How to gsub string with any partially matched string

Question

I have my string as:

cc <- c("Bacter;httyh;ttyyyt", "Bacteria;hhhdh;hhgt;hhhg", "Bacter;hhhhdj;gg;dd", "Bactr;hhhg;ggj", "Bctg;hhgg;hhj")

I would like to replace any text matching Bact before first ; and replace it with Bctr.

I tried: gsub("[Bact*]+;", "Bctr", cc)

So, the result I would like is

Bctr;httyh;ttyyyt, Bctr;hhhdh;hhgt;hhhg, Bctr;hhhhdj;gg;dd, Bctr;hhhg;ggj, Bctg;hhgg;hhj

Any suggestion what I am missing here?

Answer 1

We can use sub by matching the Bact followed by characters that are not a : ([^;]+) and replace with "Bctr"

sub("Bact[^;]+", "Bctr", cc)
#[1] "Bctr;httyh;ttyyyt" "Bctr;hhhdh;hhgt;hhhg" "Bctr;hhhhdj;gg;dd"  
#[4]  "Bctr;hhhg;ggj"        "Bctg;hhgg;hhj"      

Answer 2

ifelse(grepl("Bact", cc),
       paste0("Bctr", substring(cc,
                                attr(regexpr("Bact.*?;", cc), "match.length"),
                                nchar(cc))),
       cc)
#[1] "Bctr;httyh;ttyyyt"    "Bctr;hhhdh;hhgt;hhhg" "Bctr;hhhhdj;gg;dd"   
#[4] "Bctr;hhhg;ggj"        "Bctg;hhgg;hhj"  

Answer 3

We can use sub and replace from "Bact" till the first semi-colon with "Bctr";

sub("Bact.*?;", "Bctr;", cc)
#[1] "Bctr;httyh;ttyyyt" "Bctr;hhhdh;hhgt;hhhg" "Bctr;hhhhdj;gg;dd"  "Bctr;hhhg;ggj"
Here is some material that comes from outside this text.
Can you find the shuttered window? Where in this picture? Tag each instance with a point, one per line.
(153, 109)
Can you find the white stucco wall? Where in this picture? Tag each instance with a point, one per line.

*? is used for lazy matching making it to match as few characters as possible. So here it stops after matching with first semi-colon.

The difference would be clear if we remove ? from it.

sub("Bact.*;", "Bctr;", cc)
#[1] "Bctr;ttyyyt" "Bctr;hhhg"   "Bctr;dd"     "Bctr;ggj"

Now it matches till the last semi-colon in cc.